Since I am hoping to work with a large data set it won't matter much if I lose out on one stock. But I would definitely want to cover all the stocks in case of a smaller set. I guess that's easy now , I will just check if N is odd or even and in case of odd I can take (N-1)/2 for long and ((N-1)/2)+1 for short or vice versa.

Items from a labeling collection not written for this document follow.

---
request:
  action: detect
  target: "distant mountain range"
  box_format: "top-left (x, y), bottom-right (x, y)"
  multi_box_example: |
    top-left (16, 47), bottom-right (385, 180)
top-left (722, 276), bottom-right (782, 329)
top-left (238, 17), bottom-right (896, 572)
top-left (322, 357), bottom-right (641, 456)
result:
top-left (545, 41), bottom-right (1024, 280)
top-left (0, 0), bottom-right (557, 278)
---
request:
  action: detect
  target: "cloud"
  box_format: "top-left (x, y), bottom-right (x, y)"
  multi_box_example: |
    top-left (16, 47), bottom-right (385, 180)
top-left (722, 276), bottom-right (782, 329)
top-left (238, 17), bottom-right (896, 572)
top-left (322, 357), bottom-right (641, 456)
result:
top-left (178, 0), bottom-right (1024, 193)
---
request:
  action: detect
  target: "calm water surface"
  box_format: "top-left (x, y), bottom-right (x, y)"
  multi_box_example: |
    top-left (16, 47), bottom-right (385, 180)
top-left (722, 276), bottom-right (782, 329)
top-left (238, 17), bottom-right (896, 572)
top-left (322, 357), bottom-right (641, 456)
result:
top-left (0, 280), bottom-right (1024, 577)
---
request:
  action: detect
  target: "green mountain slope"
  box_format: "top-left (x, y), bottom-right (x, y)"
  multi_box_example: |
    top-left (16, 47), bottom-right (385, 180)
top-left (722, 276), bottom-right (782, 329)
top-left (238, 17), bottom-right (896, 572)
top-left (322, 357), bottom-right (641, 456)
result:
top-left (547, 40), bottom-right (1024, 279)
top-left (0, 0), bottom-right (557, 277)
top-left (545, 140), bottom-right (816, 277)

@Yatharth - So you haven't decided which "half" of an odd n should be larger, the long one or the short one. (Myself, I would go more long than short, as reflected in the code below. Anybody else?). But at least we know that you don't want to ignore any, so your "halves" should add up to n. So:

ranks = context.stocks.T.sort(['market_cap']) # transpose sorted  
n = len(context.stocks.columns) # number of stocks  
n_half_or_less = n/2  
n_half_or_more = n-n_half_or_less  
to_long = ranks.head(n_half_or_more)  # the smaller-cap half  
to_short = ranks.tail(n_half_or_less)  # the rest  

And how would you check whether a given integer is odd or even? Pascal has a built-in function named odd, which takes one integer argument and returns true if it's odd and false if it's even. In C and other languages, including Python, which allow an integer expression where a logical truth value is needed (with an implicit conversion of 0 to False and anything nonzero to True), we can use bitwise arithmetic and define

def odd(n):  
    """Returns 1 if n is odd, 0 if even; can be used in logical expressions as if it returned True and False, respectively."""  
    return n & 1  

With the above definition of odd, we can then write

ranks = context.stocks.T.sort(['market_cap']) # transpose sorted  
n = len(context.stocks.columns) # number of stocks  
if odd(n):  
    n_long = (n-1)/2  
    n_short = (n+1)/2   # or vice versa  
else:  # even n  
    n_long = n_short = n/2  
to_long = ranks.head(n_long)  # the smaller-cap half  
to_short = ranks.tail(n_short)  # the rest  

That's great Andre , this makes the code a lot more efficient/robust.

I don't know if the code with the if odd(n) statement is more efficient or more robust - probably neither.

First, you now have two branches you have to worry about, and twice as many statements you can introduce bugs into. Also, if you decide to calculate n_long and n_short differently, you can then unintentionally write code that behaves differently for odd and even n.

Second, code with branches may run more slowly if it's too large and doesn't all fit in the cache.

I prefer to write code, as in my example above, that works in both cases. It costs more time to write it, and something like a proof of correctness, but I have what it takes, and once I have the code, I can use it and rely on it without further ado. Shorter code is also easier to copy and paste.